3.3. Musikksyn og musikkbegreper

Observa-se a crescente intensificação de debates acadêmicos, políticos e sociais sobre a necessidade de reconhecer as múltiplas culturas, etnias e opções de vida características da sociedade contemporânea, aspectos nunca antes vivenciados dessa

maneira. Vive-se frente a tensões postas entre as forças globalizantes e as políticas neoliberais que cada vez mais aumentam as diferenças e exclusões sociais. De maneira paralela, há também a luta e a afirmação de grupos marginalizados. Tais tensões mostram cada vez mais a necessidade de discutir o papel da educação na formação de cidadãos sensíveis à diversidade cultural e contra preconceitos envolvidos (CANEN, 2010).

Vários autores23 têm defendido e mostrado a necessidade de se reinventar a instituição escolar para um espaço que o processo de ensino-aprendizagem seja de preparação para lidar com a pluralidade cultural e que seja relevante e significativo para os diversos grupos ali presentes. Para tanto, há de se atentar às necessidades do atual contexto multicultural.

Os contatos multiculturais ocorrem há muito tempo. Hall (2000) aponta sua existência antes mesmo da expansão europeia. As migrações e deslocamentos dos povos seja por desastres naturais, guerras, colonização, subdesenvolvimento econômico, etc., vêm produzindo sociedades multiculturais. O autor destaca algumas mudanças decisivas no mundo para sua intensificação após a II Guerra Mundial. Primeiramente, aponta o fim do sistema imperial europeu e as lutas pela descolonização e independência nacional. Com isso, novos Estados-Nação multiétnicos e multiculturais surgiram. No entanto, as condições anteriores do colonialismo não se desfizeram, tanto em relação à sua precariedade no aspecto econômico e de desenvolvimento, como político. Há o deslocamento do poder de exploração direta entre as sociedades colonizadas e colonizadoras para um poder assimétrico e globalizado, caracterizado pelo livre mercado, dominado pelo Primeiro Mundo e pelos modelos estruturais de seus interesses.

A segunda mudança está relacionada ao fim da Guerra Fria, com a ruptura da União Soviética, declínio do comunismo e sua influência nos países da Europa Oriental e Ásia Central, houve efeitos, segundo Hall, semelhantes ao que ocorreu com o fim dos velhos impérios. Vivemos a tentativa de construção de uma nova ordem mundial promovida pela pressão do Ocidente nas sociedades do Leste Europeu para entrar para o modelo do mercado. No entanto, os problemas de desenvolvimento social junto com os traços de antigos nacionalismos geraram tensões sob a forma multicultural.

Por último, Hall destaca a globalização contemporânea que traz efeitos nas mais variadas sociedades. Surgem novos mercados financeiros desregulamentados, desestabilização das economias médias, formas transnacionais de produção e consumo, crescimento de novas indústrias culturais impulsionadas pelas tecnologias de informação e trocas de conhecimento.
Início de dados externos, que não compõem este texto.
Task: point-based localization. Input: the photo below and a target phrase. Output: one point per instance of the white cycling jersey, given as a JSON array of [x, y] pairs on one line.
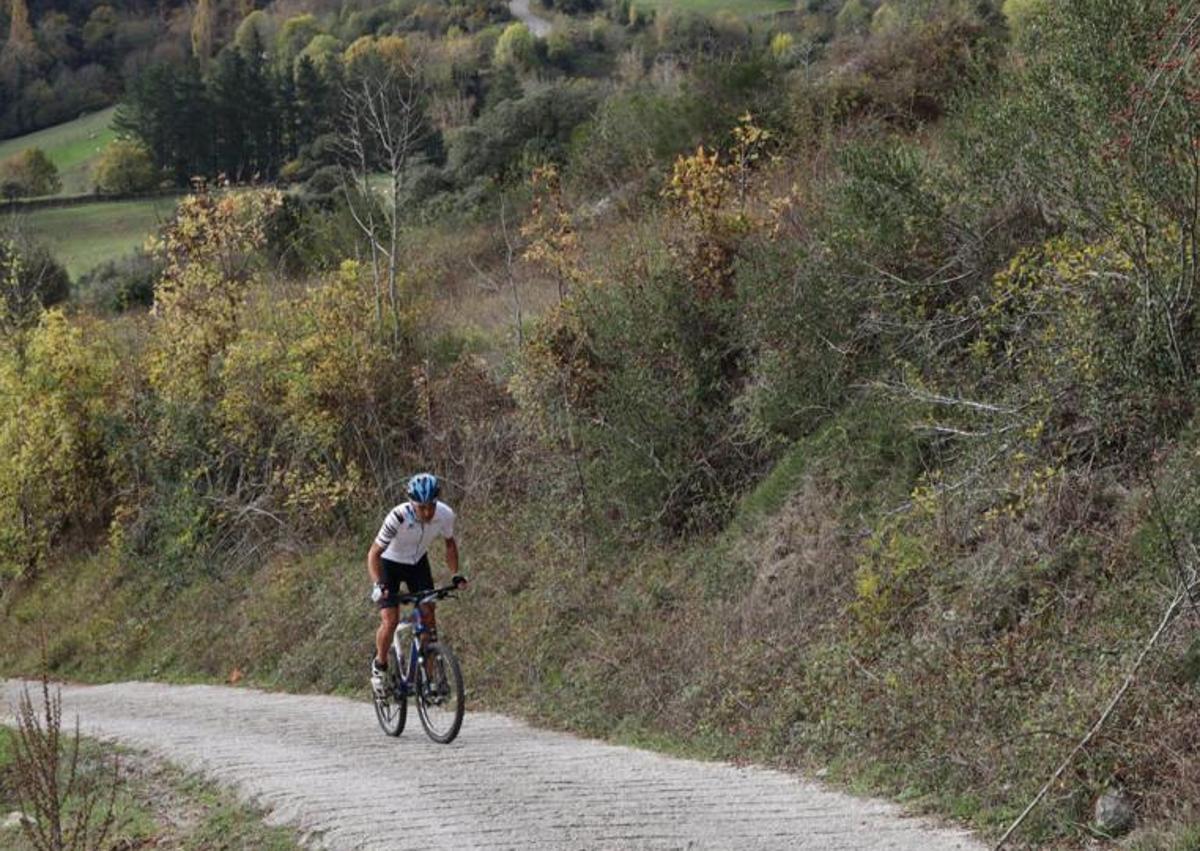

Por fim, caracteriza-se pela compressão espaço- tempo e desarraigamento das relações sociais. Ao mesmo tempo, baseia-se na lógica mercantil a busca a homogeneização cultural, consequentemente, surgem conflitos.

A globalização trouxe mudanças nos aspectos econômicos, políticos, culturais e sociais. Gimeno Sacristan (2008) aponta que a globalização opera junto com outros aspectos da sociedade contemporânea como o neoliberalismo24 e sociedade de informação, provocando transformações em diferentes eixos das sociedades modernas no papel do Estado, na estrutura da sociedade, no trabalho, na cultura e no sujeito. O mundo globalizado, segundo o autor, seria um mundo em rede, onde há intercâmbios, troca de conhecimentos, adoção de comportamentos e modelos culturais, realização de acordos entre diferentes sociedades, como também o encontro de aspectos que se opõem. A globalização envolve como Santos (2003) expõe um processo simultâneo entre tendências hegemônicas e contra-hegemônicas.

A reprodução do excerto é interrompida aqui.